Re: [PATCH] mm, swap: avoid leaving unused extend table after alloc race

From: Kairui Song

Date: Fri May 15 2026 - 04:32:58 EST


Forwarding sashiko review:

> > @@ -1451,11 +1453,27 @@ static int swap_extend_table_alloc(struct swap_info_struct *si,
> > return -ENOMEM;
> >
> > spin_lock(&ci->lock);
> > - if (!ci->extend_table)
> > - ci->extend_table = table;
> > - else
> > - kfree(table);
> > + /*
> > + * Extend table allocation requires releasing ci lock first so it's
> > + * possible that the slot has been freed, no longer overflowed, or
> > + * a concurrent extend table allocation has already succeeded, so
> > + * the allocation is no longer needed.
> > + */
> > + if (!cluster_table_is_alloced(ci))
> > + goto out_free;
> > + count = swp_tb_get_count(__swap_table_get(ci, ci_off));
> > + if (count < (SWP_TB_COUNT_MAX - 1))
> > + goto out_free;
>
> Is it possible for the extend table to still be leaked here due to a
> subsequent race?
> For example, if swap_retry_table_alloc() publishes the table because count is
> still SWP_TB_COUNT_MAX - 1:
> 1. Thread A in swap_retry_table_alloc() publishes the extend_table.
> 2. Before Thread A reacquires the page table lock and retries, Thread B
> unmaps the PTE.
> 3. Thread B calls swap_free(), decrementing the count from
> SWP_TB_COUNT_MAX - 1 to SWP_TB_COUNT_MAX - 2.
> 4. __swap_cluster_put_entry() only frees the extend table when the count
> decrements from SWP_TB_COUNT_MAX to SWP_TB_COUNT_MAX - 1, so the table
> remains attached.
> 5. Thread A resumes, sees pte_none, and skips the entry.
> Since the count never reached SWP_TB_COUNT_MAX, does the table remain
> permanently attached until the cluster is freed, triggering a WARN_ON_ONCE
> and a memory leak?

That seems possible indeed. I can adjust this a bit and avoid that
potential race too. The change is minor, I will send V2 shortly.

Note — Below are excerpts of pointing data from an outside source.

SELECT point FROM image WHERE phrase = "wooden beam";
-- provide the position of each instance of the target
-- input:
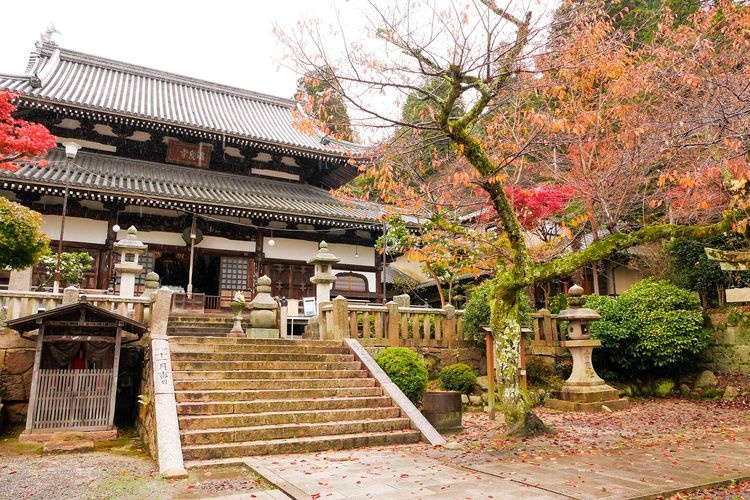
(35, 380)
(80, 338)
(115, 373)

diff --git a/mm/swapfile.c b/mm/swapfile.c
index 451d20bb9f47..365b4caeef4b 100644
--- a/mm/swapfile.c
+++ b/mm/swapfile.c
@@ -1536,13 +1536,21 @@ static void __swap_cluster_put_entry(struct
swap_cluster_info *ci,
if (count == (SWP_TB_COUNT_MAX - 1)) {
ci->extend_table[ci_off] = 0;
__swap_table_set(ci, ci_off,
__swp_tb_mk_count(swp_tb, count));
- swap_extend_table_try_free(ci);
} else {
ci->extend_table[ci_off] = count;
}
} else {
__swap_table_set(ci, ci_off, __swp_tb_mk_count(swp_tb,
--count));
}
+
+ /*
+ * `SWP_TB_COUNT_MAX - 1` triggers extend table allocation. If the
+ * count was above that then the extend table is no longer needed. And
+ * if we just put the count value from that value, it's possible that
+ * a pending dup just attached a extend table.
+ */
+ if (unlikely(count == SWP_TB_COUNT_MAX - 2 || count ==
SWP_TB_COUNT_MAX - 1))
+ swap_extend_table_try_free(ci);
}